A loucura pula o muro do hospício e não deixa nem resquício para contar a história; mas será contada mesmo assim.
A lua registra tudo e não mente. Pelo menos é o que acredita, medita, edita e reedita o aluado.
A loucura vaga pelas ruas, passa pelo meu botequim, veste-se de arlequim e sai comigo rumo à folia.
E é setembro. Não há Carnaval nas avenidas. A loucura quer festa, no entanto, e em cada fresta um canto impõe obediência; e é setembro, mas bem me lembro, ainda prevalece à indecência que nessa hora ainda aquece as nossas almas, pernas, fartas demências.
Não há terreno plano, só há saliência. A loucura salienta-se.  E aguenta-se nas pernas também quentes com a lua companheira conselheira; e a lua abre um sorriso, lá do alto, e ela ilumina, lá ao longe, e influencia.

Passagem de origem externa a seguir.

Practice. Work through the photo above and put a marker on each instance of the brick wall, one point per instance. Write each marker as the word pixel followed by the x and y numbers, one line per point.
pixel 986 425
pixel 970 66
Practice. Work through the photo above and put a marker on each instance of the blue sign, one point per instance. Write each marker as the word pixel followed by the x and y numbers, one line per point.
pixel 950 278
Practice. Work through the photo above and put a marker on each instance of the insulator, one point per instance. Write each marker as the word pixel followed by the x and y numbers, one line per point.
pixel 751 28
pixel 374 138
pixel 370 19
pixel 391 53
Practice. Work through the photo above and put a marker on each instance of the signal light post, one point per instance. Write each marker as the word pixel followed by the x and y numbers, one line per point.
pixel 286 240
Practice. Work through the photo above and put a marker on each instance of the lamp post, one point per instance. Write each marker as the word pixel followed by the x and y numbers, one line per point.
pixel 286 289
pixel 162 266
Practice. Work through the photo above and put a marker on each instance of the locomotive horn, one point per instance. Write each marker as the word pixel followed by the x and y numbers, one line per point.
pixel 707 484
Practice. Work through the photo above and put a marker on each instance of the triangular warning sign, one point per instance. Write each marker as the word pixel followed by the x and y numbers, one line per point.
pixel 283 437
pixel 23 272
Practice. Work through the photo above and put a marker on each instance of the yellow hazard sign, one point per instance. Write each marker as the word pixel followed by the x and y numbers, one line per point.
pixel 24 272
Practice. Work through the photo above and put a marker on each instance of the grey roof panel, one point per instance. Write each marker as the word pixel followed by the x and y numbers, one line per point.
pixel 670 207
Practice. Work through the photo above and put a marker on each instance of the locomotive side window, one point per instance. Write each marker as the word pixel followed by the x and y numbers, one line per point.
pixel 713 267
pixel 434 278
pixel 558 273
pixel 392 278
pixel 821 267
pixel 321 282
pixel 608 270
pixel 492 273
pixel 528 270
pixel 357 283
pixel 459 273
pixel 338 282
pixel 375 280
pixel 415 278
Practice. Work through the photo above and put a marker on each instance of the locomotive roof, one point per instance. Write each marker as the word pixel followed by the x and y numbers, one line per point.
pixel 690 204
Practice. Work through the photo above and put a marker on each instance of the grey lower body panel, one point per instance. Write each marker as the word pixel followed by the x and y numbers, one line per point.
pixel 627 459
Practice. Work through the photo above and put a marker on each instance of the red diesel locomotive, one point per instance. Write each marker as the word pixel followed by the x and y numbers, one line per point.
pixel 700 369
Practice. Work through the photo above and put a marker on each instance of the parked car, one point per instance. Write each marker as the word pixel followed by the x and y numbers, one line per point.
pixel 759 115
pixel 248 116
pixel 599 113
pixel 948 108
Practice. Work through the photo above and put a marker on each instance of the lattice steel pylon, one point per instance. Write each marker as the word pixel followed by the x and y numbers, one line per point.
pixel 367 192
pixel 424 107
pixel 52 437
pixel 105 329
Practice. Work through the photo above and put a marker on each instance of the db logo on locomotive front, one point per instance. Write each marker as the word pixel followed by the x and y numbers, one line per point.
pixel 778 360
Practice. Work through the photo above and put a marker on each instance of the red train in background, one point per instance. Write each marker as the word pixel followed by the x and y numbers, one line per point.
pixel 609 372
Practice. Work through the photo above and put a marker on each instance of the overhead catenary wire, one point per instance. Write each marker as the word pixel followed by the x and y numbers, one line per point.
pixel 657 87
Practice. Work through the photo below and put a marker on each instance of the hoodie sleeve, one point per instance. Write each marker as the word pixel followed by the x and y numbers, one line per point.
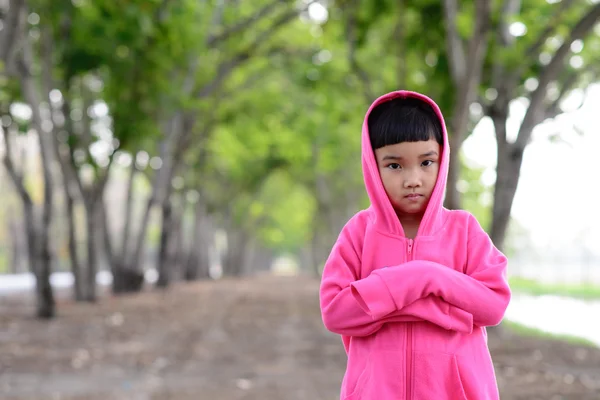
pixel 482 290
pixel 347 314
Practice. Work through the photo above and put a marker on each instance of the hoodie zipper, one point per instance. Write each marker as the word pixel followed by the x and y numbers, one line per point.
pixel 409 363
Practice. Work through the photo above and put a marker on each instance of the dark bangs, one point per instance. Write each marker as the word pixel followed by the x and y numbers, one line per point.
pixel 403 120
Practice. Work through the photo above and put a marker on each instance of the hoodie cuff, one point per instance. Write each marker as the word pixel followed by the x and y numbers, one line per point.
pixel 460 320
pixel 373 296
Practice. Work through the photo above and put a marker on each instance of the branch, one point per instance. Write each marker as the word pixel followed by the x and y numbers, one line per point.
pixel 454 44
pixel 468 84
pixel 15 176
pixel 535 111
pixel 228 66
pixel 534 49
pixel 215 39
pixel 352 39
pixel 11 27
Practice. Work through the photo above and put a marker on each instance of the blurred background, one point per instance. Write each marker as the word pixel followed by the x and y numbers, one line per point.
pixel 174 173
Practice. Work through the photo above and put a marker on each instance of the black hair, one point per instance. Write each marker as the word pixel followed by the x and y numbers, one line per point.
pixel 403 120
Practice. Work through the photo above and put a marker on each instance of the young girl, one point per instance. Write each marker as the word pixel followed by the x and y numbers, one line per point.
pixel 410 285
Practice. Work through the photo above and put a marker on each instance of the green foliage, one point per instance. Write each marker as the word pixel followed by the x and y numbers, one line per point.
pixel 291 103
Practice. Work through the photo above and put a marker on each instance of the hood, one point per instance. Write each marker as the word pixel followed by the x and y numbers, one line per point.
pixel 386 219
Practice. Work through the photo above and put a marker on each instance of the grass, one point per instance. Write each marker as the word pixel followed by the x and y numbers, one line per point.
pixel 533 287
pixel 533 332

A ciência da influência faz a loucura mais confiante. Confiante, vai adiante. E com ela vou em frente.
Deixo a loucura aportar no cais do porto, já havíamos visto de tudo: um assalto, um beijo, o rato roubando o queijo, o gato comendo o rato, outro assalto, um parto, um aborto...
Só faltava ver a nós mesmos. E a lua era um espelho. Bastava olhar para cima.